The MacKenzie case dealt with a durable medical equipment provider. The case actually did not end well for the DME provider based on the provider relying on Certificates of Medical Necessity as a sole basis for medical necessity.
There has not been a ton of case law in which the provider asserted this “no fault” defense, so we really do not know the limitations or breadth of the defense. But, the “no fault” defense should definitely be in the arsenal of defenses for the providers undergoing recoupment actions. Let’s say, one arrow in the quiver of defenses.
Going back to the original quote:
“It is one thing to believe in witches, and quite another to believe in witch-smellers.” G.K. Chesterton
I am sure that the witch-smellers back in 1692-1693 had a personal investment in finding witches. I mean, who wants to live in the same community with a witch that could possibly put a spell on you? Similarly the RACs have personal investments in the way of monetary incentives to cite noncompliance.

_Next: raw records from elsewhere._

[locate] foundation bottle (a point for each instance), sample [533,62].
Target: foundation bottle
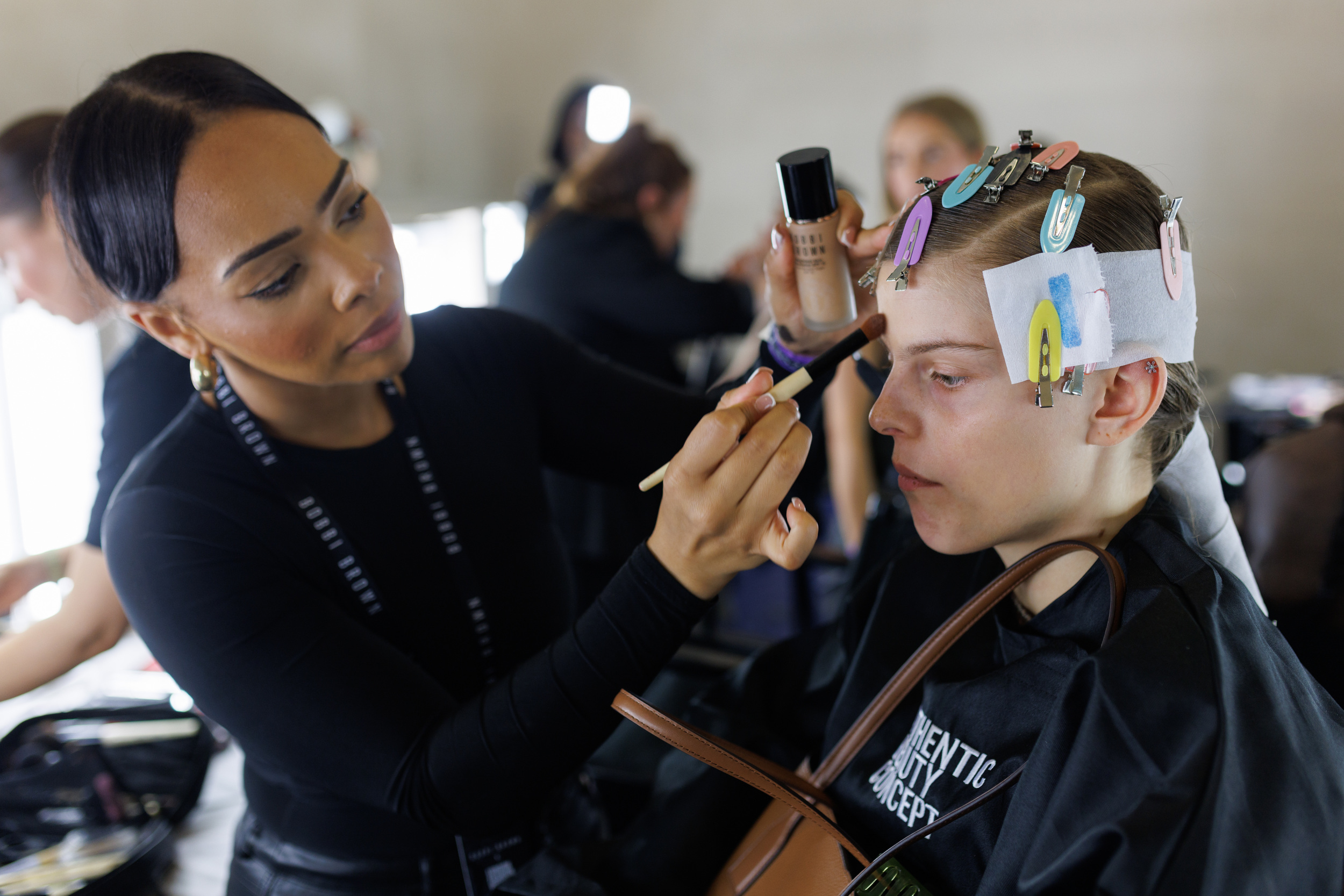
[820,260]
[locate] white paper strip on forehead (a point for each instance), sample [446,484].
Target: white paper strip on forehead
[1146,321]
[1133,319]
[1073,281]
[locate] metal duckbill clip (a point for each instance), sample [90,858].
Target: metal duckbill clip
[912,242]
[1011,167]
[1066,205]
[969,181]
[1053,159]
[1074,385]
[1045,351]
[1174,269]
[870,276]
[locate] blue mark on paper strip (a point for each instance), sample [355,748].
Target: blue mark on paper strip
[1062,295]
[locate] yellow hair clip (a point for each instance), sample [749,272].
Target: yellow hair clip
[1045,351]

One way in which the citizens of Salem determined whether someone was a witch was the “Touch Test.” If the accused witch touched the victim while the victim was having a fit, and the fit then stopped, that meant the accused was the person who had afflicted the victim. Yet as ridiculous and asinine as the Touch Test sounds, people believed the witch-smellers. Even lawyers and judges believed the witch-smellers.
But because of the mass hysteria of the witch hunts, the witch-smellers were believed.
Today’s mass hysteria of Medicaid fraud is allowing the RACs to be overinclusive when determining noncompliance. The state has asserted that, if there is grey area, the state errs on the side of the provider.
From what I have seen, I believe that the state errs on the side of the providers as much as I believe in the “Touch Test” to determine witchcraft.